Dari kedua defenisi diatas dapat penulis simpulkan bahwa ta’zir
adalah bentuk hukuman yang tidak
disebutkan ketentuan kadar hukumannya oleh Syara’ dan menjadi kekuasaan waliyyul
amri atau hakim. Sebagian ulama mengartikan ta’zir sebagai hukuman
yang berkaitan dengan pelanggaran hak Allah dan hak hamba yang tidak ditentukan
Al-qur’an dan hadits. Ta’zir berfungsi memberikan pengajaran kepada si
terhukum dan sekaligus mencegahnya untuk tidak mengulangi perbuatan serupa.
2.
Dasar di syariatkan ta’zir
a.
Hadits nabi yang diriwayatkan oleh Abi Burdah
عن ابى برد ة الأنصار ىرضى الله عنه
أنه سمع رسول الله صلى الله عليه وسلم يقول : لايجلد فوق عشرة ا سوا ط ألافى حد من
حد ود الله تعالى ( متفق عليه )
Dari
Abi Budah Al-Anshari ra. Bahwa ia mendengar rasulullah SAW bersabda: tidak
boleh dijilid diatas sepuluh cambuk kecuali didalam hukuman yang telah
ditentukan oleh Allah SWT ( Muttafaq ‘alaih).
Maksud dari hadits diatas menjelaskan tentang batas hukuman ta’zir
yang tidak boleh lebih dari sepuluh kali cambukan, untuk membedakan dengan jarimah
hudud. Menurut Al-Kahlani, para ulama sepakat bahwa yang termasuk jarimah
hudud adalah zina, pencurian, minum khamr, hirabah, qadzaf
dan murtad. Selain dari jarimah tersebut termasuk kepada jarimah
ta’zir, meskipun ada juga beberapa jarimah yang diperselisihkan oleh
ulama, seperti: liwath, lesbian, dan lain-lain.
b.
Hadits nabi yang diriwayatkan oleh Aisyah
وعن عءشة رضى الله عنها أن النبي صلى الله عليه
وسلم قال : أقيلوا ذوى الهيأت عشراتهم ألا الحدود ( رواه أحمد وأبو داود والنسا
ءى)
Dari
Aisah ra bahwa nabi SAW bersabda: ringankanlah hukuman bagi orang-orang yang tidak
pernah melakukan kejahatan atas perbuatan mereka, kecuali dalam jarimah-jarimah
hudud. (Diriwayatkan
oleh Ahmad, Abu Dawud, Nasa’i dan Baihaqi)
Maksud dari hadits ini mengatur tentang teknis pelaksanaan hukuman ta’zir
yang bisa berbeda antara satu pelaku dengan pelaku yang lainnya, tergantung
kepada status mereka dan kondisi-kondisi lain yang menyertainya.

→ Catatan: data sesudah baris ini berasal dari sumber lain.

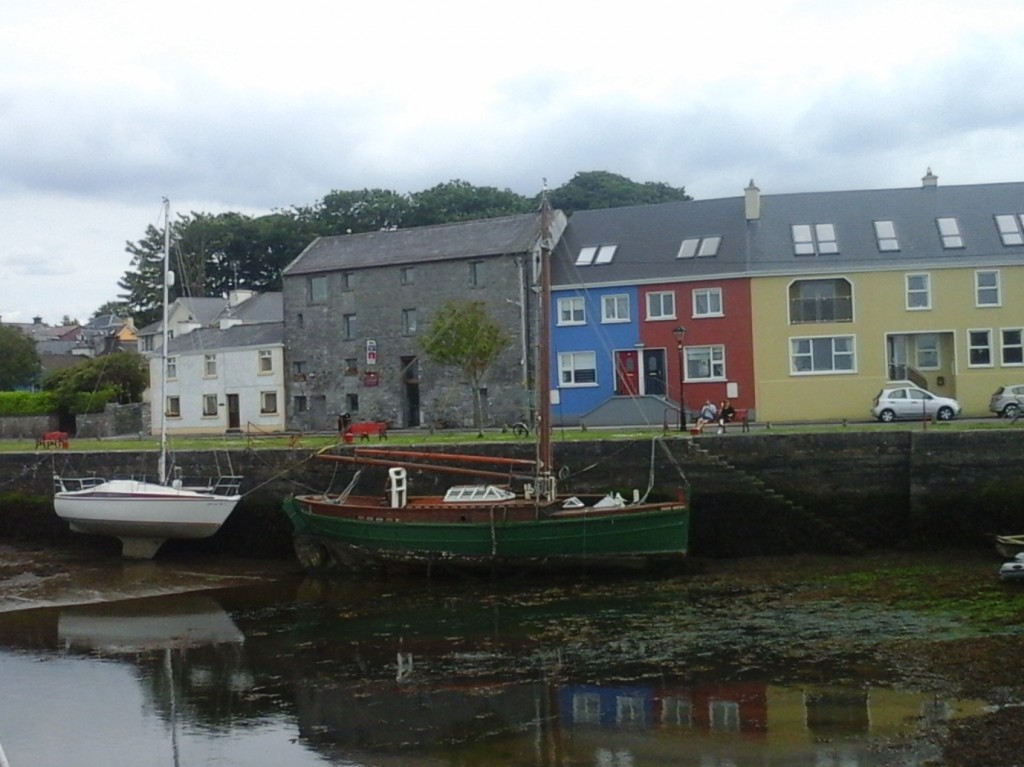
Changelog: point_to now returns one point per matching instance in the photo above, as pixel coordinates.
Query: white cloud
(105, 107)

3. Syarat supaya hukuman ta’zir bisa dijatuhkan adalah hanya syarat berakal saja. Maka oleh karena itu, hukuman ta’zir bisa dijatuhkan kepada setiap orang yang berakal yang melakukan suatu kejahatan yang tidak memiliki ancaman hukuman had, baik laki-laki maupun perempuan, muslim maupun kafir, baligh atau anak kecil yang sudah berakal. Anak kecil yang sudah mumayyiz bisa dijatuhi hukuman ta’zir namun bukan sebagai bentuk hukuman, akan tetapi sebagai bentuk mendidik dan memberi pelajaran.
4.
Ciri-ciri tindak pidana ta’zir.
a.
Landasan dan ketentuan hukumnya didasarkan pada
ijmak
b.
Mencakup semua bentuk kejahatan/kemaksiatan
selain hudud dan qishash.
c. Pada umumnya ta’zir terjadi pada
kasus-kasus yang belum ditetapkan ukuran sanksinya oleh syara’ meskipun jenis
sanksinya telah tersedia
d.
Hukuman ditetapkan oleh penguasa qadhi (
hakim)
e.
Didasari pada ketentuan umum syari’at Islam dan
kepentingan masyarakat secara keseluruhan
5.
Kadar hukuman ta’zir
Hukuman ta’zir
disesuaikan dengan ukuran kejahatan yang dilakukan dan kadar tingkatan
pelakunya sesuai dengan hasil ijtihad hakim. Adapun tentang masalah batas
maksimal hukuman ta’zir para ulama berbeda pendapat.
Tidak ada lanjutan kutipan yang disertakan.